Alan Morinis, founder of the Mussar Institute, in his book Everyday Holiness asks, “Who wouldn’t be delighted to deepen their ability to meet life’s challenges with more patience?”
Let me describe an experience where my own patience resulted in exultation and victory, where it could have ended in “agony and defeat.” I competed in the 2005 Lake Placid Ironman. After my best swim and a phenomenal first ½ of my bike, I experienced the first of three (yes three) flat tires. I was told there was an assistance station a ½ mile down the road. I promptly slung the bike over my shoulder and trotted a ½ mile down the road with cleats and all, only to find no help. I patiently changed the tire myself, only to repeat the same exercise two more times in the next several miles. On the third flat, having no spare tube, greased hands, total dejection as hundreds passed me by, I patiently asked and miraculously received a tube and bike pump from a spectator. Pumped and rearing to go – so I thought – I couldn’t tighten my rear wheel. I asked someone to call for road assistance and patiently waited and waited as hundreds more passed. I looked at my watch, because if you don’t pass certain milestones in a certain time, you are disqualified.
After some time, the bike assistance crew came unexpectedly driving by. In fact they drove right by and kept going. My patience had run out and you might say I became impatient, angry, desperate. I ran out into the middle of the road and screamed – HEY, GET BACK HERE, GET BACK HERE – It could have been the spectators or maybe they heard me, but the van turned around and came to my rescue, so to speak. Alan Morinis further states, ”Patience doesn’t mean that we become passive. We still need to make a genuine effort to set the pace and trajectory of our lives, but we don’t need to react to every delay or deflection as if it were a denial…”

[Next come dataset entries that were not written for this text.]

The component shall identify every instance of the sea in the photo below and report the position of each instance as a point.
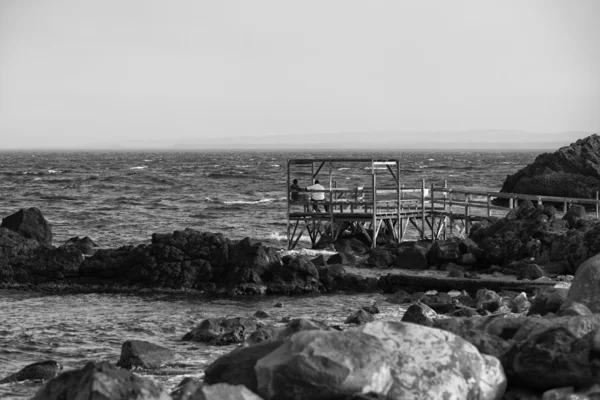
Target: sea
(122, 198)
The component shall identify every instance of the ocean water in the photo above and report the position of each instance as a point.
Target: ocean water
(119, 198)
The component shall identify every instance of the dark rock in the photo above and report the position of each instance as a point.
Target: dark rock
(271, 332)
(42, 370)
(400, 297)
(85, 244)
(31, 224)
(371, 309)
(419, 313)
(140, 353)
(574, 215)
(223, 331)
(262, 314)
(100, 381)
(571, 171)
(342, 258)
(237, 367)
(531, 271)
(186, 390)
(359, 317)
(548, 301)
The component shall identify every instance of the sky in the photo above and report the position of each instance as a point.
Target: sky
(200, 74)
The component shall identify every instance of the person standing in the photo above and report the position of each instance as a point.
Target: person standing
(295, 190)
(317, 196)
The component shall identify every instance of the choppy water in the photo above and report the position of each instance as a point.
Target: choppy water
(122, 198)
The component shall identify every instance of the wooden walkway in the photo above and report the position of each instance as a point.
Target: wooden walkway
(385, 210)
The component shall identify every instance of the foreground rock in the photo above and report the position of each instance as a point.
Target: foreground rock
(100, 381)
(38, 371)
(382, 359)
(571, 171)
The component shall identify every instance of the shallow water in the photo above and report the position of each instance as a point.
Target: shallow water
(76, 328)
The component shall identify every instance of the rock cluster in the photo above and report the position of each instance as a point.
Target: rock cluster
(571, 171)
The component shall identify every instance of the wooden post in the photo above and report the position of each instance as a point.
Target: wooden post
(423, 208)
(432, 213)
(467, 217)
(374, 235)
(399, 197)
(288, 212)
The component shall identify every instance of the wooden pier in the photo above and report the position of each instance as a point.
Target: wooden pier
(372, 201)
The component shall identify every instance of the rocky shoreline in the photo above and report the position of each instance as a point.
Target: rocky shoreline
(509, 312)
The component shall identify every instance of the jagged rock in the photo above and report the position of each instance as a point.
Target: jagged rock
(223, 331)
(294, 275)
(42, 370)
(100, 381)
(571, 171)
(238, 366)
(359, 317)
(430, 363)
(31, 224)
(321, 365)
(342, 258)
(548, 301)
(140, 353)
(575, 214)
(271, 332)
(419, 313)
(85, 244)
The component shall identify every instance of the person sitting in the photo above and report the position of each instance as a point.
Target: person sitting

A few minutes later, they broke the bad news. My spindle (back axle) had broken along with my heart. With calm (and patience), I looked at them and asked what we could do? Not having a spare part in their van of tricks, they must have seen the look in my face. Miraculously, they found a bike temporarily abandoned by another racer who had dropped out. They replaced the spindle and off I biked.

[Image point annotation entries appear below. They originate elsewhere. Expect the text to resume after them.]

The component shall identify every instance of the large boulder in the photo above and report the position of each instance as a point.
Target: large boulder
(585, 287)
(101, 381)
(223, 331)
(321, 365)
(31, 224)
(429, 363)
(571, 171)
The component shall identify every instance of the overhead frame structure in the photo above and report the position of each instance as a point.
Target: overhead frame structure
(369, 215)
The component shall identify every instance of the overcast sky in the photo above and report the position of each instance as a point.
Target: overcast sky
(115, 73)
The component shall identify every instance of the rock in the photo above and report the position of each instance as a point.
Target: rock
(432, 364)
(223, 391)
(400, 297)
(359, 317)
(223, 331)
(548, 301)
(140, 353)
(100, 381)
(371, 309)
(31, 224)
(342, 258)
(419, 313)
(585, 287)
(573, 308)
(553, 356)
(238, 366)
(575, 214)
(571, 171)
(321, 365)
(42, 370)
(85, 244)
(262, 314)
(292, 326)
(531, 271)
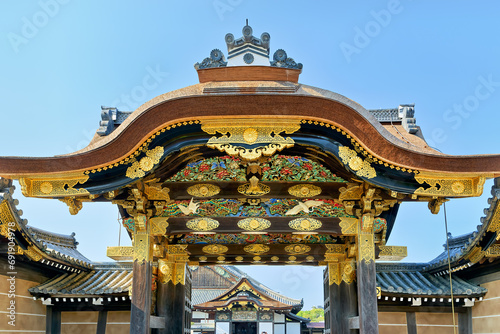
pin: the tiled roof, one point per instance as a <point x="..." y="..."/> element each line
<point x="52" y="249"/>
<point x="460" y="246"/>
<point x="106" y="279"/>
<point x="409" y="279"/>
<point x="279" y="297"/>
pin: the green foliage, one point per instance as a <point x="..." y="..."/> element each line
<point x="316" y="314"/>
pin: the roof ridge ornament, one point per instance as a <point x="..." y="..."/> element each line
<point x="248" y="50"/>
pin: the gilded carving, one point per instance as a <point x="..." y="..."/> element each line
<point x="7" y="221"/>
<point x="254" y="188"/>
<point x="304" y="190"/>
<point x="392" y="253"/>
<point x="139" y="168"/>
<point x="191" y="208"/>
<point x="349" y="226"/>
<point x="202" y="224"/>
<point x="348" y="271"/>
<point x="180" y="273"/>
<point x="306" y="207"/>
<point x="176" y="249"/>
<point x="297" y="249"/>
<point x="305" y="224"/>
<point x="166" y="270"/>
<point x="73" y="204"/>
<point x="215" y="249"/>
<point x="334" y="276"/>
<point x="158" y="226"/>
<point x="493" y="251"/>
<point x="53" y="187"/>
<point x="203" y="190"/>
<point x="120" y="253"/>
<point x="494" y="225"/>
<point x="143" y="248"/>
<point x="361" y="168"/>
<point x="238" y="133"/>
<point x="157" y="193"/>
<point x="444" y="186"/>
<point x="256" y="249"/>
<point x="254" y="224"/>
<point x="366" y="248"/>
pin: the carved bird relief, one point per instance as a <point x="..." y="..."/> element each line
<point x="307" y="207"/>
<point x="191" y="208"/>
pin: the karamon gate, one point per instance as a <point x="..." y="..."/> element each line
<point x="251" y="167"/>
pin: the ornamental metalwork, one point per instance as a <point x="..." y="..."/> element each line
<point x="215" y="249"/>
<point x="254" y="224"/>
<point x="224" y="168"/>
<point x="297" y="249"/>
<point x="366" y="248"/>
<point x="305" y="224"/>
<point x="120" y="253"/>
<point x="349" y="226"/>
<point x="445" y="186"/>
<point x="280" y="59"/>
<point x="304" y="190"/>
<point x="392" y="253"/>
<point x="361" y="168"/>
<point x="250" y="138"/>
<point x="158" y="226"/>
<point x="139" y="168"/>
<point x="256" y="249"/>
<point x="216" y="59"/>
<point x="254" y="188"/>
<point x="494" y="225"/>
<point x="296" y="168"/>
<point x="202" y="224"/>
<point x="245" y="239"/>
<point x="48" y="187"/>
<point x="203" y="190"/>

Over the next 50 miles, I cried, smiled, sang and spoke to the crowds and volunteers as I gradually biked long, at my own pace without a worry in the world. I was overjoyed. At the end of my 112-mile bike, I transitioned into my 26.2 mile run totally fatigued, but energized; filthy dirty and greasy from my mechanic duties; and I suspect a bit dehydrated. I didn’t know it at that time, but my mantra was Gradual Progress. Each mile, no matter how slow, no matter how painful, was a mile less to the finish. Each mile, each step formed the foundation to the next.
In competition and life, there is always a delicate balance between mind and body, patience and impatience, gradual progress and no progress. For me, I really don’t know how I managed to balance the mentality with the physicality, the patience with the impatience, and the very gradual progress with no progress. The only thing I do know is that quitting was not an option.